Just this week the same thing is happening to my left leg from the knee down.
I've brought this up to my GI Dr, my PC Dr, and the Spine and neck Dr that I saw yesterday.even the RA Dr I saw last week, though it was coming from my neck and back. Which I thought so at 1st, because it made sense.
But now that I read about the Nervous system side effect, I am leaning towards that.
So PLEASE if you have had this *Rare* side effect or know someone who's gone through any of this please let me know. As my Dr said since it's a rare side effect of Remicade, there has not been a good study done on this side effect.
I have an appt a week from today. With a Nuero Dr.

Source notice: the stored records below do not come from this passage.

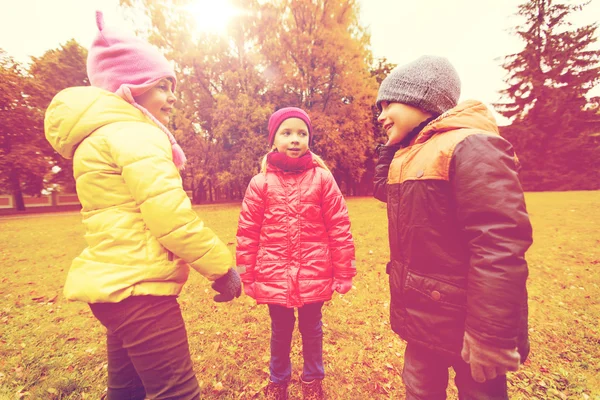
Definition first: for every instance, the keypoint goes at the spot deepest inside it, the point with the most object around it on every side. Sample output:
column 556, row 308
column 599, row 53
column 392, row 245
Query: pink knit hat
column 281, row 115
column 128, row 66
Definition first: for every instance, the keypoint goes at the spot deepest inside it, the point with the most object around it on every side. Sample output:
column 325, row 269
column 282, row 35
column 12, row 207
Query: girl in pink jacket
column 294, row 247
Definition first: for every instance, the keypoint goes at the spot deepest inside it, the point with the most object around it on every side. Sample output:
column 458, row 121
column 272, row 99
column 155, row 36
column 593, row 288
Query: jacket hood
column 76, row 112
column 470, row 114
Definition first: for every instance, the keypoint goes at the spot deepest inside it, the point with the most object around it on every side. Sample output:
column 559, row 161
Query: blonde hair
column 319, row 160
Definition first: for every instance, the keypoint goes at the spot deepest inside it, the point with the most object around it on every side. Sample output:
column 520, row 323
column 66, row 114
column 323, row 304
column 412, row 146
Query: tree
column 546, row 97
column 22, row 163
column 318, row 58
column 310, row 54
column 54, row 71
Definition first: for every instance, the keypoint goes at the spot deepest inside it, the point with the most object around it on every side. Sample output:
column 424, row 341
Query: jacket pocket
column 435, row 311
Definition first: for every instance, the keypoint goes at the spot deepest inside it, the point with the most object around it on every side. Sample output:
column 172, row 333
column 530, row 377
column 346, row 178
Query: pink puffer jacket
column 294, row 237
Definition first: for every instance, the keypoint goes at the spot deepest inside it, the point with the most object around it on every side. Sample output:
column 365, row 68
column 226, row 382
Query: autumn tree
column 318, row 58
column 546, row 98
column 54, row 71
column 22, row 163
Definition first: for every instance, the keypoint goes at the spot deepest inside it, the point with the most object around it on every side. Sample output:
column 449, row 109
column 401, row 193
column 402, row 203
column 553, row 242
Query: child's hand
column 249, row 289
column 342, row 285
column 229, row 286
column 488, row 362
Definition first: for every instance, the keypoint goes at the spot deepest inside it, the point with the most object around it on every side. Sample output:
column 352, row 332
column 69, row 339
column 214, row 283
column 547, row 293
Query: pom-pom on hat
column 116, row 59
column 429, row 83
column 129, row 66
column 281, row 115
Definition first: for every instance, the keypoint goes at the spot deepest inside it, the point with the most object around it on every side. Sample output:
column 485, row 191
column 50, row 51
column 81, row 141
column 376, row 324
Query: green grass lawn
column 54, row 349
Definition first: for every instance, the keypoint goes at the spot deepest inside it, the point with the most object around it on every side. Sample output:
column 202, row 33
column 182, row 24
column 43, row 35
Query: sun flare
column 212, row 15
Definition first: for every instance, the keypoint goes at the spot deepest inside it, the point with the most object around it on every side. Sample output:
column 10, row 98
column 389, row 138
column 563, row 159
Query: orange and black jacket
column 458, row 233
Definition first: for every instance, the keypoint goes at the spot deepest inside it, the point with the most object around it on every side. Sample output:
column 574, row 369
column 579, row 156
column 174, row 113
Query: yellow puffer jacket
column 134, row 208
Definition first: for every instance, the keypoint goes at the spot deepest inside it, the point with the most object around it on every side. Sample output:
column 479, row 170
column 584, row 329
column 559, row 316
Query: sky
column 473, row 34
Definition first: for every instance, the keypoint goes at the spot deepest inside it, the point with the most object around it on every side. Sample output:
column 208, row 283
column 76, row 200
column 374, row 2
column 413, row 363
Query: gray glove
column 229, row 286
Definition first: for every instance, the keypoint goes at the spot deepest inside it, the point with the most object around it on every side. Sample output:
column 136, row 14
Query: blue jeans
column 311, row 329
column 148, row 352
column 425, row 376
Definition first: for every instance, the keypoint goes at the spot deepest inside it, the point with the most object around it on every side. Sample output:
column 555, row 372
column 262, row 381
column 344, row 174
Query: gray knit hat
column 430, row 83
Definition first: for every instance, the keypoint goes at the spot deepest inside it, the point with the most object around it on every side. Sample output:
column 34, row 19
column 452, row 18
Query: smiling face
column 158, row 100
column 292, row 138
column 400, row 119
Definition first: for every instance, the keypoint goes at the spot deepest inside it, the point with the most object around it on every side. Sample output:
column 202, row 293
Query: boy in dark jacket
column 458, row 232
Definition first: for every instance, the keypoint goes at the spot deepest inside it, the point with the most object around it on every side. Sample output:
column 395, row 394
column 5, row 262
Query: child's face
column 292, row 138
column 159, row 100
column 399, row 120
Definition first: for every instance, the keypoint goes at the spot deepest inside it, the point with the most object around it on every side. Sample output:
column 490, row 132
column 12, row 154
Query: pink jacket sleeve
column 249, row 226
column 337, row 222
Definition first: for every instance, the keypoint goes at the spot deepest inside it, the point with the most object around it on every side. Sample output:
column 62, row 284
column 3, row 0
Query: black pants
column 425, row 376
column 148, row 352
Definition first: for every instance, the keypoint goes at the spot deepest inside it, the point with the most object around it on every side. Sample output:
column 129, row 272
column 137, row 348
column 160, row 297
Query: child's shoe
column 276, row 391
column 312, row 390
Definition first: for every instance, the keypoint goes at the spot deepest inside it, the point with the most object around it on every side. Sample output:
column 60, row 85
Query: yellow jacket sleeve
column 143, row 153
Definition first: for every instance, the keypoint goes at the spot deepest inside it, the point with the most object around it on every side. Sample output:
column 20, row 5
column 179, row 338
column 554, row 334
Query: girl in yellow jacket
column 141, row 231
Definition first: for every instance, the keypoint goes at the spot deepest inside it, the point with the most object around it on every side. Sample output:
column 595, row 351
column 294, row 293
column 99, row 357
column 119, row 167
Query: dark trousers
column 148, row 352
column 425, row 376
column 311, row 329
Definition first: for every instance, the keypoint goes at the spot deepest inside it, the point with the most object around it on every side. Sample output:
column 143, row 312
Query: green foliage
column 53, row 349
column 26, row 157
column 553, row 128
column 23, row 161
column 310, row 54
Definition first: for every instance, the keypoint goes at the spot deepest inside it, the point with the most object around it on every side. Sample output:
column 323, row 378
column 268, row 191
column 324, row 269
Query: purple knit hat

Only reason why I got it so soon was because my Gastro Dr, made it, instead of me calling, .
Sorry is this is long, but I wanted people to know on here, what Has happened to my body ever since the 2nd treatment.
Sally from Milton NH.
Prevcid DR (1) 30mg every morning
Oxycodone (1) 30mg every 4-6 hrs Dicyclomine (2) 20 mg 4X's a day
Vicodone APAP (2-3) 7.5-750 At bed time
Potassium CL ER (2) 20mg 3 times a day
Ascecol EC (4) 40mg 3 X a day, Dicyclomine (2) 20mg 4X's a day
Pomrthazine (1) 12.5 mg 2-3 X's a day
Remicade doesn't like me anymore. Onto Humira
RICE chex's and I have become really really good friends!!!!!!